Here are seven of the most burning questions we are most eagerly looking forward to (hopefully) hearing some answers to today:
- How much protection do people get after their first shot? Data released Tuesday suggested one Pfizer shot was about 50% effective at preventing COVID-19 in the 21-day period until people got their second (booster) shot. If that partial protection is legit, that would be a valuable benefit to know when immunizing people. Although experts have stressed it will still be essential to get the second dose for the more robust, 95% protection.
- How durable is the protection? Given that Pfizer’s earliest coronavirus vaccine trials only started a few months ago, we probably won’t know how long Pfizer’s vaccine protection typically lasts, but the committee can unearth any new information they’ve discovered about waning immunity. Is the trial showing any signs that participants who’ve had the vaccine for several months now are losing their protection? Or is it still too early to tell?
- Does the vaccine also prevent transmission to unvaccinated people? The Pfizer vaccine trial was designed to measure if the shots prevent people from getting symptomatic disease, the kind of coronavirus that might prompt a fever, cough, or more serious issues. The results are an unambiguous success on that front. But that doesn’t necessarily mean the vaccine can stop people from being infected. If vaccinated people can still be asymptomatic carriers, unknowingly spreading the virus to others who have not yet been vaccinated, that would have big public-health consequences. Is there any data to suggest one way or the other whether the shot provides so-called ‘sterilizing immunity’?
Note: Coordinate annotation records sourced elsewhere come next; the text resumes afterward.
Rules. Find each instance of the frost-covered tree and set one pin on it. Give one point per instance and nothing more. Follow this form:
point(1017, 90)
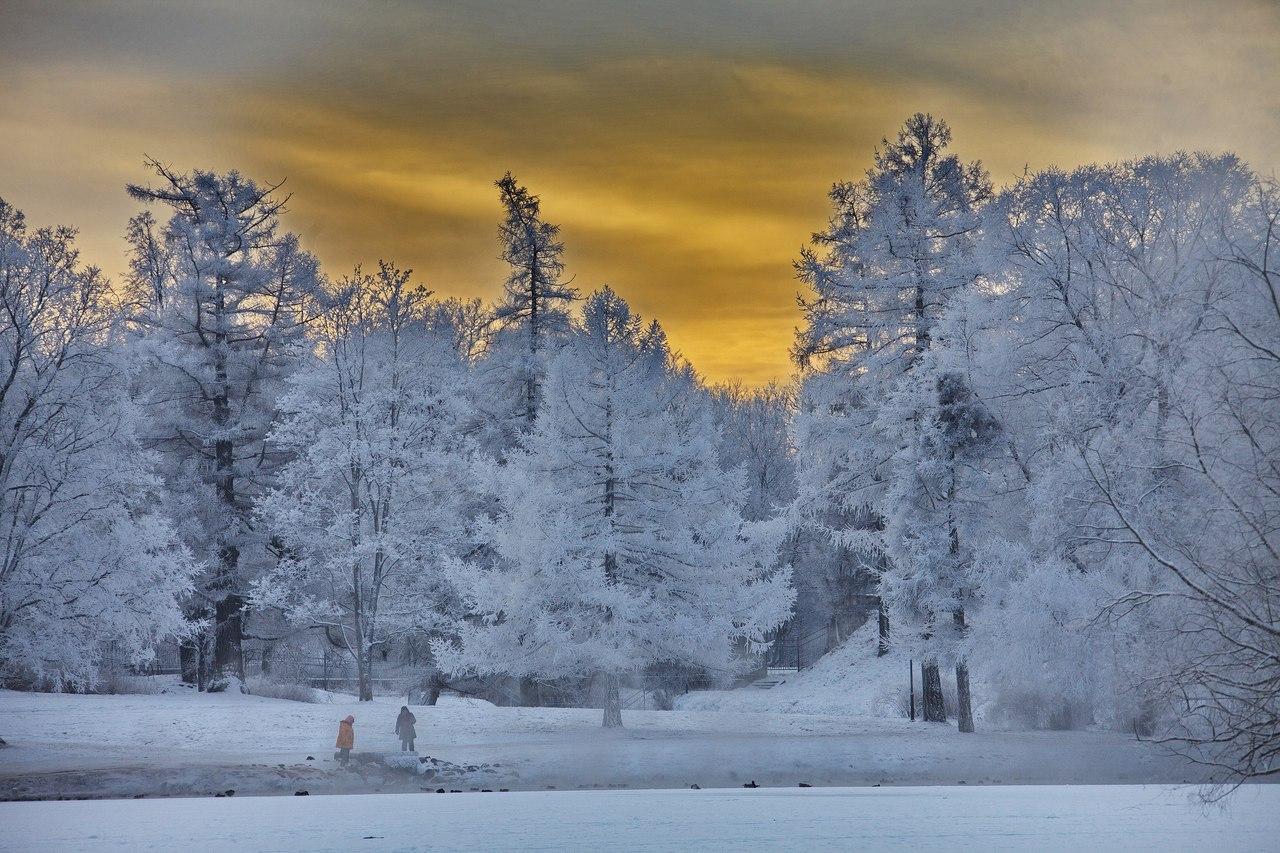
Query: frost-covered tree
point(1127, 352)
point(87, 561)
point(937, 497)
point(223, 297)
point(621, 541)
point(533, 310)
point(899, 246)
point(374, 500)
- What happens to the placebo group now that we know the shot works? Half of the roughly 40,000 volunteers in Pfizer’s trial got a placebo shot (aka no treatment) and they still don’t know they’re walking around vaccine-free. Keeping the study blinded allows researchers to continue to gather valuable information — particularly in figuring out the durability of the vaccine’s protection. But it poses an ethical conundrum as well. When should the placebo group be offered the real vaccine, particularly if it’s known to be very safe and effective? The committee is likely to have thoughts on what should happen next.
- Is there enough data on really old people to classify the shot as fully safe for them? We’re not talking about the 55-plus seniors group, but people in their 80s and 90s. With nursing homes being a top immunization priority, this is a relevant population to make sure will be safe to vaccinate. Data released Tuesday showed 860 people in Pfizer’s trial (out of more than 21,000 participants worldwide) were over the age of 75, with the oldest person being 89 years old. Is that a rigorous enough experiment to satisfy the committee and OK this shot to be rolled out to nursing homes across the nation?
- What can we learn from the non-responders? Some of the most valuable insights may be gleaned from people who got Pfizer’s vaccine and still got sick. Fortunately, there weren’t a lot of them. Just one volunteer on the active arm registered a severe case of COVID-19 (compared to nine severe cases who were given the placebo) and there were eight cases of COVID-19 overall who got Pfizer’s shot (compared to 162 in the placebo group). Can that handful of cases tell us something we don’t know about who may or may not respond poorly to this vaccine?
- What about allergic reactions? UK health regulators have warned that people with a history of severe allergic reactions shouldn’t get Pfizer’s shot, after two adverse events were observed in the British rollout. Is there a suitable explanation from Pfizer for why that may be a case, particularly given this vaccine was developed using messenger RNA, a new technology platform? And will this expert panel make a similar recommendation in restricting who should get the shot?